In the first three months are "winter break" for falling stars lovers as relatively not much happens between the Quadrantid meteor shower in early January and the Lyrids.
The Lyrids signal a welcome return of the chance to venture out in the evening amid mild temperatures and take in a celestial show.
The Lyrids build to a peak on the evening of April 21 into the early morning hours of April 22. If you can't get out that night or the weather doesn't cooperate where you are, one night before or after the peak is also expected to present a pretty good viewing opportunity.
The Lyrids don't produce a whole lot of meteors, perhaps 10 to 15 per hour, but are more likely to include bright, dramatic fireballs than other major showers. Every few decades we get an outburst during the Lyrids that boosts the rate up to about 100 per hour. That's not predicted to happen in 2021, but such things are also notoriously hard to predict.

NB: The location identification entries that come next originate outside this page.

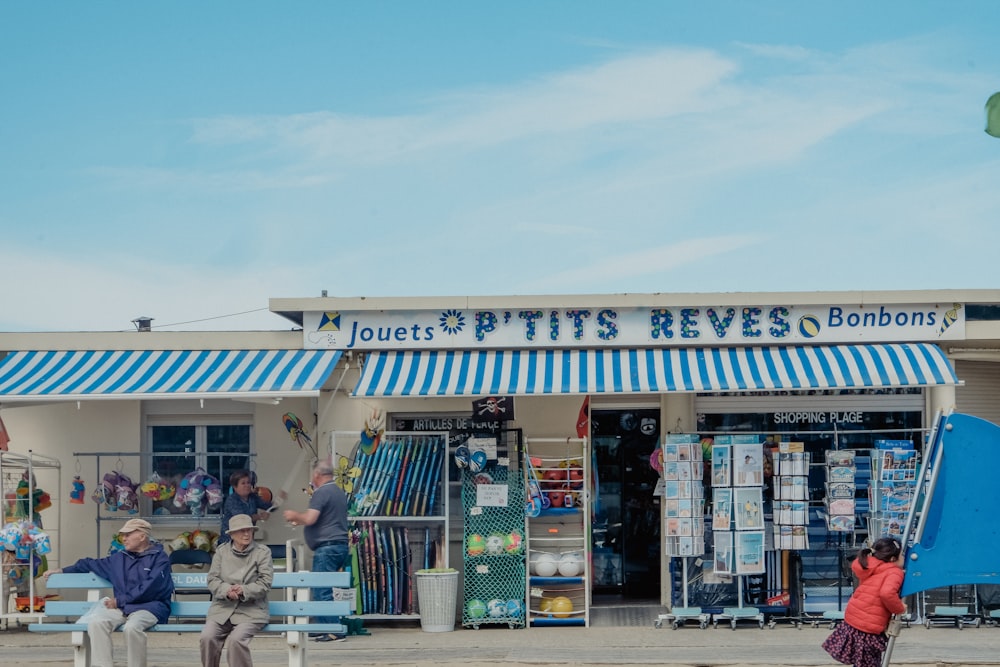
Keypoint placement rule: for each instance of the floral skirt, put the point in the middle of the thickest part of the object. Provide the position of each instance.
(851, 646)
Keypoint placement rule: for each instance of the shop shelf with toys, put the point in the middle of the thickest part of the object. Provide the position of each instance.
(493, 511)
(27, 542)
(558, 587)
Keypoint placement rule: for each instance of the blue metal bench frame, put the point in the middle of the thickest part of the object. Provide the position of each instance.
(188, 617)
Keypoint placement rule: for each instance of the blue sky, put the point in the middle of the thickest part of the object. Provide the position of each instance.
(187, 161)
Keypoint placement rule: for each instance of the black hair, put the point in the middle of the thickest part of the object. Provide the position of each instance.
(885, 549)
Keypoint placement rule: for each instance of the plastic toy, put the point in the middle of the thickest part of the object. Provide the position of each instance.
(475, 608)
(79, 491)
(475, 544)
(157, 488)
(198, 491)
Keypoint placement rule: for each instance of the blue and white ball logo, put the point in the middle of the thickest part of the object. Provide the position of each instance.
(809, 326)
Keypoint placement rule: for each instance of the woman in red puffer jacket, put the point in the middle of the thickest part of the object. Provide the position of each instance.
(860, 640)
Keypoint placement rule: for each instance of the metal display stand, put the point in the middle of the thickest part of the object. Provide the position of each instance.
(15, 467)
(558, 538)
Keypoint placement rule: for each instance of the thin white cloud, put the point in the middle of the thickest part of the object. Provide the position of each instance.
(106, 292)
(654, 261)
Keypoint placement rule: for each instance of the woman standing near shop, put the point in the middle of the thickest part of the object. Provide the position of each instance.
(243, 499)
(861, 640)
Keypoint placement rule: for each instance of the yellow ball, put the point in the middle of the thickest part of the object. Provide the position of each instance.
(561, 606)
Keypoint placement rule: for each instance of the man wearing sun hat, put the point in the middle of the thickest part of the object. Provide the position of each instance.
(142, 588)
(239, 579)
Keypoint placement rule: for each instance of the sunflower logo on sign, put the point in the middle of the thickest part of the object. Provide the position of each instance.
(452, 321)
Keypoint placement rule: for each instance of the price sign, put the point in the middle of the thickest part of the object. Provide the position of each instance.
(491, 495)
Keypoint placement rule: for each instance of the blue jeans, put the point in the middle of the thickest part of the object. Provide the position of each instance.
(328, 558)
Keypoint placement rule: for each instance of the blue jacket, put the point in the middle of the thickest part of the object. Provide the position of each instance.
(139, 581)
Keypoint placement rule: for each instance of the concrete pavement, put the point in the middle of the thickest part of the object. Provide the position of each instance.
(406, 644)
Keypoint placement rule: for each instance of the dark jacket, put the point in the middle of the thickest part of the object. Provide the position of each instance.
(876, 597)
(139, 581)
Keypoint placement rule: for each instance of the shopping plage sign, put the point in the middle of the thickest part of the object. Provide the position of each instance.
(454, 328)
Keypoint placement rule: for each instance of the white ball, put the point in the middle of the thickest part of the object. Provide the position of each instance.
(570, 564)
(494, 545)
(546, 565)
(496, 608)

The source of the Lyrids is the debris cloud left behind by a comet named C/1861 G1 Thatcher that was last seen in the 19th century and won't pass through the inner solar system again for more than two centuries. Each year, though, our planet drifts through the dust cloud it left behind on previous visits. Little space pebbles and other bits of dust and debris collide with our atmosphere and burn up high above us, producing those fleeting little light shows so many are willing to stay up late or wake up early to catch.
Whenever you go out to look for Lyrids, get as far away from light pollution as possible and find a spot like an open field or hilltop with a broad, unobstructed view of the night sky. Lie down, let your eyes adjust, relax and just watch.
It's not necessary to look at a particular part of the sky, but the Lyrids will appear to emanate outward from their namesake constellation Lyra, traveling away from that part of the sky like spokes on a wheel. So if you can find Lyra and orient yourself toward it, that's great but absolutely not required.